= Pediatric urology =

Surgical subspecialty of medicine

Pediatric urology is a surgical subspecialty of medicine dealing with the disorders of children's genitourinary systems. Pediatric urologists provide care for both boys and girls ranging from birth to early adult age. The most common problems are those involving disorders of urination, reproductive organs and testes.

==Focus areas==
Some of the problems they deal with are:
- Bladder control problems such as bedwetting and daytime urinary incontinence
- Undescended testes (cryptorchidism)
- Hypospadias
- Epispadias
- Urolithiasis (bladder and kidney stones)
- Chordee and other minor malformations of the penis
- Phimosis
- Urinary obstruction and vesicoureteral reflux
- Neurogenic bladder (e.g., associated with spina bifida)
- Antenatal hydronephrosis
- Tumors and cancers of the kidneys
- Repair of genitourinary trauma
- Genitourinary malformations and birth defects
  - Prune belly syndrome
  - Cloacal exstrophy, bladder exstrophy, and epispadias
  - Ambiguous genitalia and intersex conditions

==Pediatric urologists==
In North America, most pediatric urologists are associated with children's hospitals.

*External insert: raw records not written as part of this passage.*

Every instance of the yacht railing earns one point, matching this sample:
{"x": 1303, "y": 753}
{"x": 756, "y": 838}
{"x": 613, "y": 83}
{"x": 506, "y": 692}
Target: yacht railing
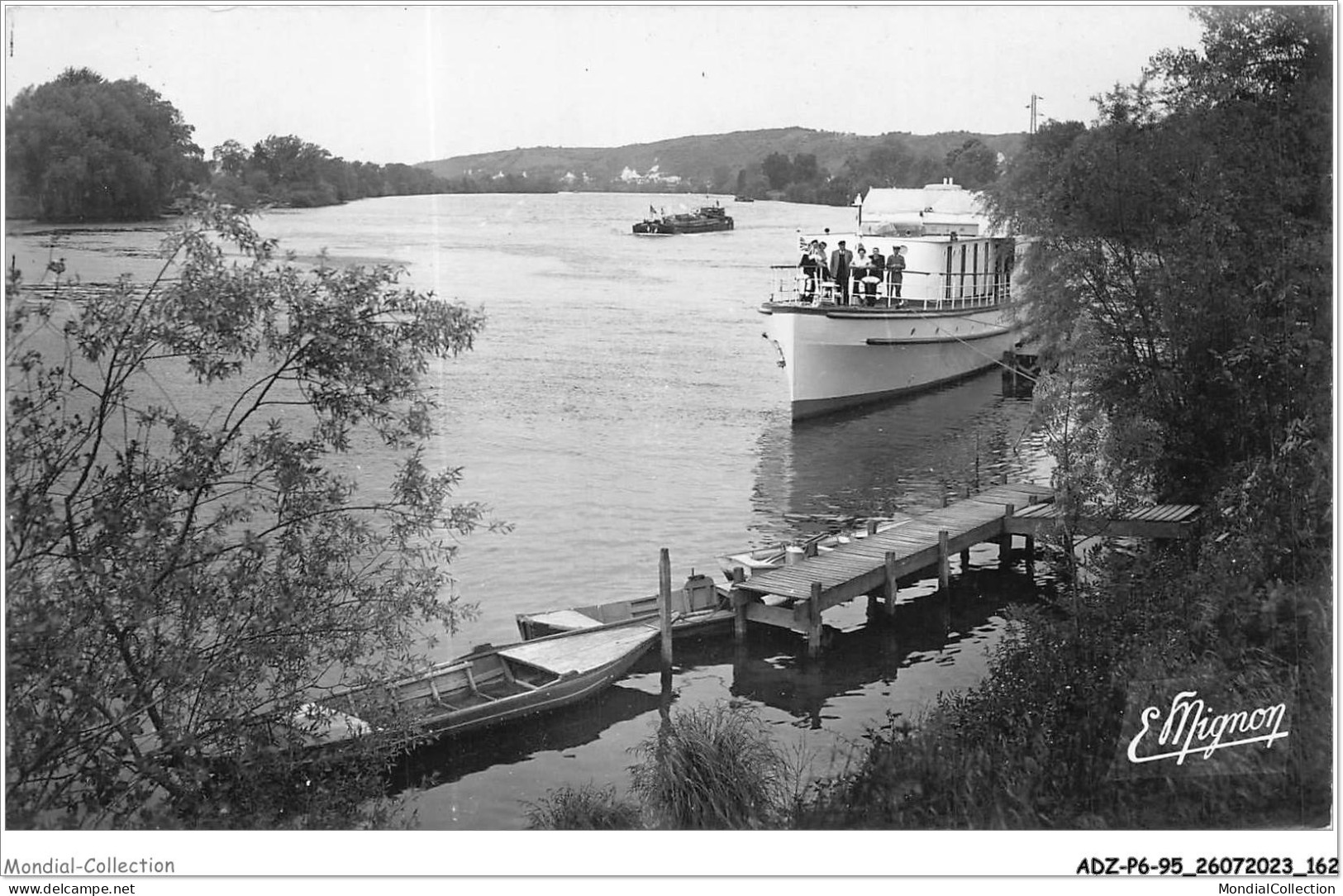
{"x": 919, "y": 290}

Training for board certification in pediatric urology typically consists of a surgery internship as part of a urology residency followed by subspecialty training in pediatric urology at a major children's hospital. In India, Pediatric Urology is practiced by Pediatric Surgeons with a special interest/ training in pediatric urology as well as by adult urologists who get trained in Pediatric Urology.